Ici le poëte, par une apostrophe tragi-comique, qui sort d'elle-même du sujet, tourne sa pensée vers Roland, l'amant obstiné et toujours malheureux d'Angélique.

«Ô comte Roland! ô roi de Circassie! votre éclatante valeur, dites-moi, à quoi vous sert-elle?» Il en adresse autant aux autres héros adorateurs d'Angélique: Agrican et Ferragus.

Puis il reprend la note sérieuse et tendre pour raconter la félicité des deux amants dans la solitude:

«Angélique laissa cueillir à Médor la première rose d'un sentiment qui n'avait encore été respiré par personne. Jamais jeune fille ne savoura une telle ivresse que celle qu'elle trouva dans ce jardin où se cachait et où se légitimait son amour. Les saintes cérémonies consacrèrent ce mariage, où elle eut pour marraine la femme du berger sous les auspices du tendre amour.

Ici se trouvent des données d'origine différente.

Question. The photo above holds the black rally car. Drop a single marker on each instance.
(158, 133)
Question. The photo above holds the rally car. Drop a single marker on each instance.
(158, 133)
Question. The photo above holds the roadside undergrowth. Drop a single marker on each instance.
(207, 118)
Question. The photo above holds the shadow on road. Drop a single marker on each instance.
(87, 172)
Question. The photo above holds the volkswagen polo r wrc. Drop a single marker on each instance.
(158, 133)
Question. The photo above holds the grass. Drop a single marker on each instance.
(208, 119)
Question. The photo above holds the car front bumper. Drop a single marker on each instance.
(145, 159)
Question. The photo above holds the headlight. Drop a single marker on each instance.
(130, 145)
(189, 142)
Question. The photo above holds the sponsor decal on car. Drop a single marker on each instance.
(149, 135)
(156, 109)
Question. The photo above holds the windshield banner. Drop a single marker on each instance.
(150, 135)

«L'humble cabane vit célébrer ces noces mystérieuses avec la solennité rustique qu'une telle solitude comportait. Les deux amants y séjournèrent plusieurs mois, pour en savourer seul à seule les délices.»

Bien que la description de cette retraite conjugale soit irréprochable, le chanoine avait mis le sinet sur quelques stances. Nous ne les traduisons pas, par le scrupule, peut-être excessif, d'une langue plus réservée que l'italien; mais le doux loisir des deux nouveaux époux, dans un lieu enchanté et solitaire, égale tout ce que les églogues de Virgile et les pastorales du Tasse ont de plus langoureux.

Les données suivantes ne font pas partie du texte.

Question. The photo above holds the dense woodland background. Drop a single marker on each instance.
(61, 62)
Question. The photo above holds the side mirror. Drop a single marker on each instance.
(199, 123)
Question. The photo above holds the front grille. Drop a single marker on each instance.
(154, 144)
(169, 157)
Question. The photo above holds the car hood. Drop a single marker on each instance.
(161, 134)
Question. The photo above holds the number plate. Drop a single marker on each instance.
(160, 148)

Si Angélique s'asseyait à l'ombre ou si elle s'éloignait de la cabane, le jour, la nuit, elle avait le beau jeune homme à ses côtés, le matin et le soir; tantôt cette rive du ruisseau, tantôt un antre elle allait cherchant, ou bien quelque prairie verdoyante; au milieu du jour, une grotte les couvrait de son ombre.

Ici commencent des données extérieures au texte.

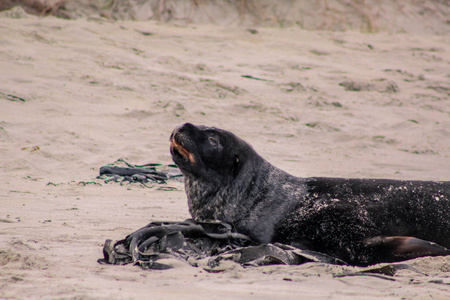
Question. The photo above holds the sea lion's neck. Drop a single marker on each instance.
(222, 197)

«Dans ces doux entretiens, partout où un jeune arbre à la tige droite et élancée croissait au bord d'une source ou sur la rive d'un courant d'eau limpide, son écorce était à l'instant gravée avec l'aiguille d'Angélique ou avec le couteau de Médor. De même, s'ils venaient à découvrir un rocher d'un grain moins dur que les autres, et en dehors de la cabane, et dedans contre les murailles, les noms d'Angélique et de Médor, enlacés l'un dans l'autre par différents dessins, se lisaient en lettres intarissables.»

Enfin ils s'éloignent à regret, après un long séjour, de la cabane; Angélique, pour récompenser le pasteur et sa famille, leur laisse un bijou sans prix qu'elle a reçu de Roland. Elle s'achemine avec son jeune époux vers les Indes, où elle va faire couronner Médor roi du Cathay.